Boldrini contro Renzi

«Il decreto si deve fare quando c’è materia di urgenza. Sulla Rai non c’è qualcosa di imminente, non c’è una scadenza – ha detto la Boldrini – sono d’accordo che il governo ha bisogno di tempi certi, ma bisogna anche dare alle opposizioni le garanzie.

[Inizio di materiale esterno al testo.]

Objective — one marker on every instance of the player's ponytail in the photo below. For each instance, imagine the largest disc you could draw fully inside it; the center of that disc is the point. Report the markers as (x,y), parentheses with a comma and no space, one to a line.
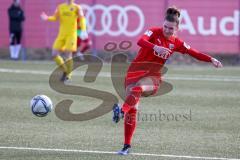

Se si arrivasse a dare tempi certi su provvedimenti ordinari non ci sarebbe bisogno di ricorrere al decreto». Un bis, dopo le perplessità espresse  sul Jobs Act, che non è andato giù al presidente del Consiglio che incarica il Pd a replicare alla terza carica dello Stato.«La valutazione sulla necessità e urgenza di decreti legge spetta al presidente della Repubblica e a nessun altro – dice Lorenzo Guerini – con tutto il rispetto, la responsabilità di Laura Boldrini è oggi quella di presidente della Camera e non di presidente della Repubblica».

Troppi decreti d’urgenza

Prima della Boldrini, a Renzi era già stato rinfacciato l’uso troppo spregiudicato dei decreti legge. «Saremo in grado di fare meno decreti se le opposizioni faranno meno atti di ostruzionismo», è stata la risposta piccata di Renzi da Parigi.  Immediata la strigliata di Renato Brunetta: «Renzi studi la Costituzione della Repubblica italiana  – ha detto l’azzurro – la nostra Carta fondamentale, all’articolo 77, infatti, non prevede l’uso della decretazione d’urgenza per anestetizzare l’ostruzionismo parlamentare, pratica del resto legittima per le minoranze e contro la quale la maggioranza può utilizzare gli strumenti previsti dai regolamenti».